Старый гринго перестал смеяться и зашелся кашлем, глубоким и надрывным.
— Вас все время обманывали, — с трудом проговорил он, думая, можно ли ей и ему, обоим гринго, вытащить на свет божий всю свою правду и не убить ее, как это случается с некоторыми цветами, которые прячутся в тенистых углах и вянут, едва их тронут солнце и воздух. — Сначала семейство Миранда заставило вас приехать сюда, чтобы отвести от себя подозрения и незаметнее сбежать. Семья Капета,[43] наверное, спасла бы во Франции свои головы, если бы сообразила перед своим намеченным бегством нанять учительницу. Но здесь не Варенн,[44] Гарриет. А дальше вас заставили поверить, будто, отдавшись генералу, вы спасете мою жизнь.
И снова разразился хриплым смехом мрачный старик.
— Бедные ли, богатые ли — все мексиканцы нам мстят. Ненавидят нас. Мы — гринго. Их вечные враги.
— Вы не поняли, — сказала Гарриет растерянно и недоверчиво. — Он хотел убить именно вас, я не шучу.
— А сказал — за что?
— За то, что человек без страха опасен не только для своих врагов, но и для своих соратников, так, кажется, он сказал.
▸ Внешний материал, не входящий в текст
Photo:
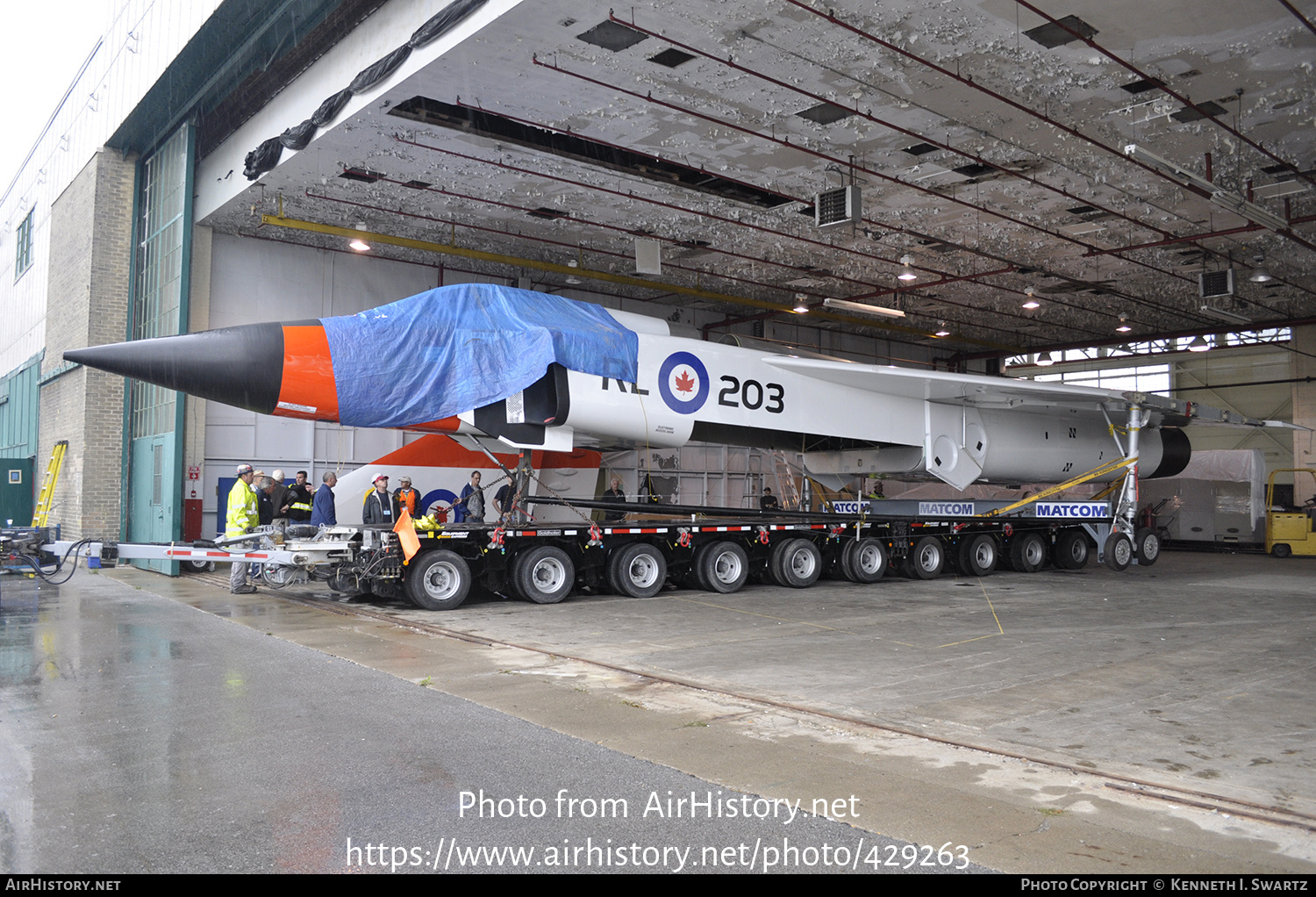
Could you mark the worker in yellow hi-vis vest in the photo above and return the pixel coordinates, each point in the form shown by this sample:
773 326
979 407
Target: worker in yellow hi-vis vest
244 517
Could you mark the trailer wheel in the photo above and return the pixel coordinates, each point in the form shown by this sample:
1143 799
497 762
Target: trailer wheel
1147 543
797 563
863 560
439 580
978 555
544 575
1119 552
639 570
721 567
1071 549
926 559
1028 552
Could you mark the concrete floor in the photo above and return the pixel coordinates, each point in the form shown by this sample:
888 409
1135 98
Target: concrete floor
1190 678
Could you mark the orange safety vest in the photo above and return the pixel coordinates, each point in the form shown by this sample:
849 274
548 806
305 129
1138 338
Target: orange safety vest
408 499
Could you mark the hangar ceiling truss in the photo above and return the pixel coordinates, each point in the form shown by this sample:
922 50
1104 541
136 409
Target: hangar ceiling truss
987 141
Храбрость иногда опаснее страха, сказал он.
— Нет. Есть истинная причина.
Он хотел сказать — есть ее причина, ею видимая причина, если представить себе, как ее держало в плену и потом освободило ее собственное прошлое, прошедшее в мечтах, там, где такие влажные лета на побережье Атлантики, где свет в старом доме и ее отец, женщина-негритянка, лампа на столике матери, одиночество и радость, когда отец ушел и не вернулся; сорокадвухлетний жених, говоривший: «Ты недовольна? Ведь ты — мой идеал».